Booking diagnosis VS Findings

If a referring physician provides a booking diagnosis of torn meniscus, stroke etc. and after MRI (IDTF) is performed the radiologist does not find evidence of torn meniscus or stroke etc. can the MRI facility bill with the booking diagnosis?

If patient verbally provides diagnosis, can the MRI (IDTF)bill with the diagnosis provided by the patient if not documented by the referring or not found by the radiologist?

If referring physician provides verbal dx or symptoms, can the MRI (IDTF) bill with verbal dx or symptoms?

If MRI (IDTF) uses a software that checks medical necessity and the dx used for medical necessity passes as a payable dx but when the MRI was done the radiologist did not find any evidence of the booking dx, can the MRI facility bill with the booking dx that passed medical necessity, even if there were no findings of that dx?


  • Yes, code the referring MD's diagnosis, any findings can be (note - not *must* be) reported in addition.

    Here's what the ICD-10 Guidelines say:

    "K. Patients receiving diagnostic services only
    For patients receiving diagnostic services only during an encounter/visit, sequence first the diagnosis, condition, problem, or other reason for encounter/visit shown in the medical record to be chiefly responsible for the outpatient services provided during the encounter/visit.
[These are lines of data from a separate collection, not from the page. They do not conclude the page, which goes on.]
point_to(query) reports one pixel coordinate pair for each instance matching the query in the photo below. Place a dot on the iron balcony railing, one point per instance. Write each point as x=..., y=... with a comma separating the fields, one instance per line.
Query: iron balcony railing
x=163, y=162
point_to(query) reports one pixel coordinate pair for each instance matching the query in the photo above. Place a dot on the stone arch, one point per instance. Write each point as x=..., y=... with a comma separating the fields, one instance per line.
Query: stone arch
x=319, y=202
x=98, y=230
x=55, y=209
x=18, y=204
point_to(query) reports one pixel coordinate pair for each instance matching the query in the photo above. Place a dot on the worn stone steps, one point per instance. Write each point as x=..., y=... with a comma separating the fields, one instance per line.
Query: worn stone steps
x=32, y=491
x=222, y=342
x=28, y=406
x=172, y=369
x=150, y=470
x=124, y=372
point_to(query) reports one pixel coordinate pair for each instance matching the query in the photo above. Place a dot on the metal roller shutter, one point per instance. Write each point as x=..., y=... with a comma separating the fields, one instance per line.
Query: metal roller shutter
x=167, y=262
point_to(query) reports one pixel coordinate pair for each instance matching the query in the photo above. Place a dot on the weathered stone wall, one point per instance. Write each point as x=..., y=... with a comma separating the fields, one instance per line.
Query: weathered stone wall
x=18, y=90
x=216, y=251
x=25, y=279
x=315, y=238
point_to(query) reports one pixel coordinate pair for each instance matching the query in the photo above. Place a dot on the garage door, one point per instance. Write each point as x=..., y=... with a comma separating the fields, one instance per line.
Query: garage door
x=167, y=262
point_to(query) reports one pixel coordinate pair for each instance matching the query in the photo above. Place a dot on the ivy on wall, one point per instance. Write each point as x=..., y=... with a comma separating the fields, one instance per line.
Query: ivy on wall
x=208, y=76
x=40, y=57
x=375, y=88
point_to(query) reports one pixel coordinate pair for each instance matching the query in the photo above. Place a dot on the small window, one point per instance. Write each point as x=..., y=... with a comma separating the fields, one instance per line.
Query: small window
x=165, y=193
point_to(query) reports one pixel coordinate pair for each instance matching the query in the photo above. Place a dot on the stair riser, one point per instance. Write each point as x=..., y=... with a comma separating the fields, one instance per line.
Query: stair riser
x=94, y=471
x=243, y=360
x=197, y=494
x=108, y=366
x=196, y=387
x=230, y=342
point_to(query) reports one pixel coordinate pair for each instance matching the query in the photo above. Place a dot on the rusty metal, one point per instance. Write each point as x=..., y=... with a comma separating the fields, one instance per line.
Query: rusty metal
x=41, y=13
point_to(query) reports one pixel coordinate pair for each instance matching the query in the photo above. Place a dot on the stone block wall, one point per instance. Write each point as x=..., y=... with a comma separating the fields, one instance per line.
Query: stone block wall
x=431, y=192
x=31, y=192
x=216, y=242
Codes for other diagnoses (e.g., chronic conditions) may be sequenced as additional diagnoses."


    "For outpatient encounters for diagnostic tests that have been interpreted by a physician, and the final report is available at the time of coding, code any confirmed or definitive diagnosis(es) documented in the interpretation. Do not code related signs and symptoms as additional diagnoses."

    Leslie Johnson, CPC

    Know what you know & Know Why you Know It!
  • edited May 2017
    But . if referring says for example STROKe and there is no stroke or
    cancer and the dx is not cancer DO NOT CODE THIS. Many times referring gives
    the differential diagnosis and not the known dx. You cannot code what is
    not shown to be correct. You also should not code what patient tells you
    unless you confirm with referring md.

    In the second paragraph below, you code the findings related to the
    indication - why was the exam done.
    Often there are findings but they are not related to reason for exam, they
    can be coded but not as the primary code.